If the decision to destroy this part of ancient Delhi gets permission, there will be celebrities and VIPs — the only voices that the political class and babus listen to — standing in front of the bulldozers to prevent the horror from happening, Games notwithstanding, I am surprised that the establishment has not handed over the Ridge in Delhi, the only surviving lung of the city, to a private sector baron for setting up an SEZ. The SEZs are fast becoming a land-grabbing, real-estate racket. Chief ministers across India are pleading that the SEZs which were commissioned be set up since stalling the move would put an end to the deals transacted. To think that India needs to allocate prime land to SEZs for accelerated industrial growth is embarrassingly silly. Everyone knows what the game is about.
Insular existence
The tragedy is that government agencies and their chosen contractors will benefit from such an exercise. Eager beavers, they rear their heads when such opportunities come their way and manipulate everyone concerned so that decisions are taken that feather their nests at the cost of generations of future dilliwallahs. Much money is to be made by a few through these projects, which is why we see our urban areas in disarray, unlike any similar town or city anywhere in the world. We epitomize the “how-not-to-do-it” truth. We have failed miserably to make our urban habitats liveable. With the exception of Lutyens’s Delhi, where the rulers of India live in isolated splendour, blind to the cesspools they have created, urban India wallows in filth, refuse and garbage. If the traffic police and the municipalities did their jobs honestly, roads would have more space because illegal parking on the side of the kerbs would cease, and garbage collection would clear much space.

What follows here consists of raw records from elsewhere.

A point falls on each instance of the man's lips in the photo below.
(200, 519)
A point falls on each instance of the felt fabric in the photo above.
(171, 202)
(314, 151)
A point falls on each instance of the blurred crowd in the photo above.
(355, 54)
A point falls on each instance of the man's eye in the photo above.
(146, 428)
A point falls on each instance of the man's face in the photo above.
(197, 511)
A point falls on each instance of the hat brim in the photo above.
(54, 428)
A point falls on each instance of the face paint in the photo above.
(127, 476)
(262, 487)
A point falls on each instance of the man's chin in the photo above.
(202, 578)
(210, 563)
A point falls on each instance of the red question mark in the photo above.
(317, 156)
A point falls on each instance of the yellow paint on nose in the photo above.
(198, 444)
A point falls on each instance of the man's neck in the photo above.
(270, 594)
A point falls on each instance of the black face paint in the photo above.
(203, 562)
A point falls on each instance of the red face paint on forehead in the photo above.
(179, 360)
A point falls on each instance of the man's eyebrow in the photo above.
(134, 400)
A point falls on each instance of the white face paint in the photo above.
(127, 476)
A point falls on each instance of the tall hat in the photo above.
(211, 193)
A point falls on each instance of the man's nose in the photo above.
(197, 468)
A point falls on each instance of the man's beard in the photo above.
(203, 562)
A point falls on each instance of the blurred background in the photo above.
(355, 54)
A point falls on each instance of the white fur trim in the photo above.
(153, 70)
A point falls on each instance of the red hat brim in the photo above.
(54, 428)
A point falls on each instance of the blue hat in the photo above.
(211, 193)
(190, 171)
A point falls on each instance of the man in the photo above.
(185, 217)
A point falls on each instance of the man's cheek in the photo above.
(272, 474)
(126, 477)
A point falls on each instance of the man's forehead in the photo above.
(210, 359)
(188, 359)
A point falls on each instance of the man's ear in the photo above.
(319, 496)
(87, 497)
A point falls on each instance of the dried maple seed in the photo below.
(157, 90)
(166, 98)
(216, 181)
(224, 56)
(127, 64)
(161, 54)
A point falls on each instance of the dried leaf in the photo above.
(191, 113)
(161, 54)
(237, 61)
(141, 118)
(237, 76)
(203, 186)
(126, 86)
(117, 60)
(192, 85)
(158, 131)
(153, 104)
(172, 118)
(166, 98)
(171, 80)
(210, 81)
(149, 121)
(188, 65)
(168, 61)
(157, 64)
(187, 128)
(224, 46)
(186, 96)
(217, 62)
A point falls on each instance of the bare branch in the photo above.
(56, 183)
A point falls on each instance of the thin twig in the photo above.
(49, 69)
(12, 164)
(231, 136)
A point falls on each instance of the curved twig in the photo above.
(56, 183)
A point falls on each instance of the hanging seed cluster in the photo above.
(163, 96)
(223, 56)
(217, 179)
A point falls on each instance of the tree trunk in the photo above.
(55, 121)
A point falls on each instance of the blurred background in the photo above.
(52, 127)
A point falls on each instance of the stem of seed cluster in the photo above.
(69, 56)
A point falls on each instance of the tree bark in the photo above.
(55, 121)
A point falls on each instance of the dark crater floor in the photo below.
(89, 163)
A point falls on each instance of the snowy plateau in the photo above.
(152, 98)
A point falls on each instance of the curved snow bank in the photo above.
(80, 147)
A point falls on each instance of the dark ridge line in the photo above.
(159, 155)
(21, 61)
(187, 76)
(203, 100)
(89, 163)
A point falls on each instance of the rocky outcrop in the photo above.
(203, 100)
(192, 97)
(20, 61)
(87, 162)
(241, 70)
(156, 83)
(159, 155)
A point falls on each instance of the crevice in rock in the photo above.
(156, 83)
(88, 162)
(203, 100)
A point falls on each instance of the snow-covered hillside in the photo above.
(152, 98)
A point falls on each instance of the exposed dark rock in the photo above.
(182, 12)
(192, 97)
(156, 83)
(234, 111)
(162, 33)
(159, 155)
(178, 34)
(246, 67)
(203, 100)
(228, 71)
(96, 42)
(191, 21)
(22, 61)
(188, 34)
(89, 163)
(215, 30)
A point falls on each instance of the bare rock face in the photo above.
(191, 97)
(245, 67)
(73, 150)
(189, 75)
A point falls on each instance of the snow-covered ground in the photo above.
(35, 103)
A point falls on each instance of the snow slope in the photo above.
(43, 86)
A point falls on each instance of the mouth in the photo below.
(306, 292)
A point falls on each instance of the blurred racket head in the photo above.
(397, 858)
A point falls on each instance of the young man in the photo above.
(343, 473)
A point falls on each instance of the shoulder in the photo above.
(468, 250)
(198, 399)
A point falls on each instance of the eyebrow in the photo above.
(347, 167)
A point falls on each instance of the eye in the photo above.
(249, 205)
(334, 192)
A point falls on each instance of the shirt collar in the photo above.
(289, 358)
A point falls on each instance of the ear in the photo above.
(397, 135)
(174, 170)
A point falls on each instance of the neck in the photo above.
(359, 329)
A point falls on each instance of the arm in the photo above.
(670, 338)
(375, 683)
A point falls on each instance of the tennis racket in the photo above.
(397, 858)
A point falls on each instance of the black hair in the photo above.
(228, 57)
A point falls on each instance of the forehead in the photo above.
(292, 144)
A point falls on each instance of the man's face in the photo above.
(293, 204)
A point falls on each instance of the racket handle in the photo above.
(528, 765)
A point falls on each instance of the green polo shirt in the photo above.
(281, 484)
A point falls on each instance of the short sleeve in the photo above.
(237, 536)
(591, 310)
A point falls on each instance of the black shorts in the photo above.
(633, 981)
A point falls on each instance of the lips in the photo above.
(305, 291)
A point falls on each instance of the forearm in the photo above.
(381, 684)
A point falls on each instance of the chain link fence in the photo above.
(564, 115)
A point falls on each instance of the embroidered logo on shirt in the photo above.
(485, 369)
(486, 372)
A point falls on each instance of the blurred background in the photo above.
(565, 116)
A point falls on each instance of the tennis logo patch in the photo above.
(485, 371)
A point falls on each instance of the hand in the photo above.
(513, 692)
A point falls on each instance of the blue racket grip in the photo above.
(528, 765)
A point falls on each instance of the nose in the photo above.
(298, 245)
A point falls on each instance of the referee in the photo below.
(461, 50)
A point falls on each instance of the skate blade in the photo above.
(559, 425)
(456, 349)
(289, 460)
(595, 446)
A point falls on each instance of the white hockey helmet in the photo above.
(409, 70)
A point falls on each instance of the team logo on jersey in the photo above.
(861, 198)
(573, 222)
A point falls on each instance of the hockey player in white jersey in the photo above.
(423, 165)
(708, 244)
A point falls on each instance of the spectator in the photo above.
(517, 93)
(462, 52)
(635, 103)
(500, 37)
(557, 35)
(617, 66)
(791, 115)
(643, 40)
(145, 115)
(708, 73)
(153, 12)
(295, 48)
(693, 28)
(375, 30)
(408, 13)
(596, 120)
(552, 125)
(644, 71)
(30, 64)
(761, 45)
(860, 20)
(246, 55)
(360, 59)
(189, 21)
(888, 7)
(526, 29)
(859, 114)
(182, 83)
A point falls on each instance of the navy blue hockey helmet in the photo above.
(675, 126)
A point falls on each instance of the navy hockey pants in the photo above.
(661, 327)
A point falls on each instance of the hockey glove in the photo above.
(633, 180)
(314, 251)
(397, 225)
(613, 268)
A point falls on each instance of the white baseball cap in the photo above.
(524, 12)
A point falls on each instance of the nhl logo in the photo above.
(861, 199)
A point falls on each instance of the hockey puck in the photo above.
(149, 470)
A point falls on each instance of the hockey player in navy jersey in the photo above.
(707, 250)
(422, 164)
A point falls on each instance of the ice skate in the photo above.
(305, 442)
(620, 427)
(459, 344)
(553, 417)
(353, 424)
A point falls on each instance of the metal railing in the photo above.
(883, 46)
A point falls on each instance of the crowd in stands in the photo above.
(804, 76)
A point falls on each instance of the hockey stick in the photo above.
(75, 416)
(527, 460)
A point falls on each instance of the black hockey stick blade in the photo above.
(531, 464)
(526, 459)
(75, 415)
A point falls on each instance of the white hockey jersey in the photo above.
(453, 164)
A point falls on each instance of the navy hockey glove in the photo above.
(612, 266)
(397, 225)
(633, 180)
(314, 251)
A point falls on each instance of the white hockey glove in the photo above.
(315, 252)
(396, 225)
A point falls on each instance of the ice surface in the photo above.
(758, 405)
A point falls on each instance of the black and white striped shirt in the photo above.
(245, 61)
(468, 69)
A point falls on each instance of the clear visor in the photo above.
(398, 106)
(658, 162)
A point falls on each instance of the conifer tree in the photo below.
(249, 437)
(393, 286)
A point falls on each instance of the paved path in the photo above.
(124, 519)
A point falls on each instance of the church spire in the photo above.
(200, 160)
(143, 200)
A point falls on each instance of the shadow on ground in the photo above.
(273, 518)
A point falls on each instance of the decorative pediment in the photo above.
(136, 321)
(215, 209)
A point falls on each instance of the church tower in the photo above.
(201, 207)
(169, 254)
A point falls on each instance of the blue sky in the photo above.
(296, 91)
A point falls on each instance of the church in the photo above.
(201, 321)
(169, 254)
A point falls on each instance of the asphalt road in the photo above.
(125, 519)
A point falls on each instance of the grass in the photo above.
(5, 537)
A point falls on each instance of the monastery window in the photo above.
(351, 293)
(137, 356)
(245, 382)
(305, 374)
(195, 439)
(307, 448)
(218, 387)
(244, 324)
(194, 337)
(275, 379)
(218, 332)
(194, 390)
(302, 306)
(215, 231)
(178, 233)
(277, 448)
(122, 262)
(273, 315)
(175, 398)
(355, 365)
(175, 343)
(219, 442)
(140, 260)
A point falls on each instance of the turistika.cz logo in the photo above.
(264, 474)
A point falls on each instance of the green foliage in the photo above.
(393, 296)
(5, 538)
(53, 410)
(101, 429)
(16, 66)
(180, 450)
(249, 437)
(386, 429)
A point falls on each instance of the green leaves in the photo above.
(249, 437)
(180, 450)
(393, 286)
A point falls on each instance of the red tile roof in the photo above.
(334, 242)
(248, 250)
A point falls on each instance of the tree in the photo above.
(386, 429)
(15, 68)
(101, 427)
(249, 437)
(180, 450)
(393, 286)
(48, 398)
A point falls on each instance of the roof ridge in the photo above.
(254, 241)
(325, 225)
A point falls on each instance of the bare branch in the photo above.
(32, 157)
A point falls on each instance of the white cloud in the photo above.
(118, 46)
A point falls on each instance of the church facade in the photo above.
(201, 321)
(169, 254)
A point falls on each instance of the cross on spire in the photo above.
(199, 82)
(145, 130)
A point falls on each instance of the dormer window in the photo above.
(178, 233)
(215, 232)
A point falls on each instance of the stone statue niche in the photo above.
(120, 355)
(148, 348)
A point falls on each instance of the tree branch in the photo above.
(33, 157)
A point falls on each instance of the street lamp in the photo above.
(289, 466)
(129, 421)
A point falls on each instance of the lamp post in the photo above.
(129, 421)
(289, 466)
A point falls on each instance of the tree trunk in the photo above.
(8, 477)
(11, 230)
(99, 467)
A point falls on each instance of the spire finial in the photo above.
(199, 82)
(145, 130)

Why doesn’t the prime minister, the chief ministers and their cabinets demand that municipalities and the enforcement authorities do their jobs? Why do those who do not deliver remain in power? Why is the ordinary citizen constantly insulted by the powerful? Why do leaders who enter the public domain with the best of intentions descend into insular and sterile spaces? What makes them mouth the same predictable excuses? What makes them blind to the realities they were part of a few years earlier? How do they manage to transform themselves into another animal altogether? Living in their walled-in security zones, they become exploiters of the people, unwilling to see or hear. They are delighted with their new environment, as they soak it in and fast get used to a different, comfortable personal life with everyone doing their bidding.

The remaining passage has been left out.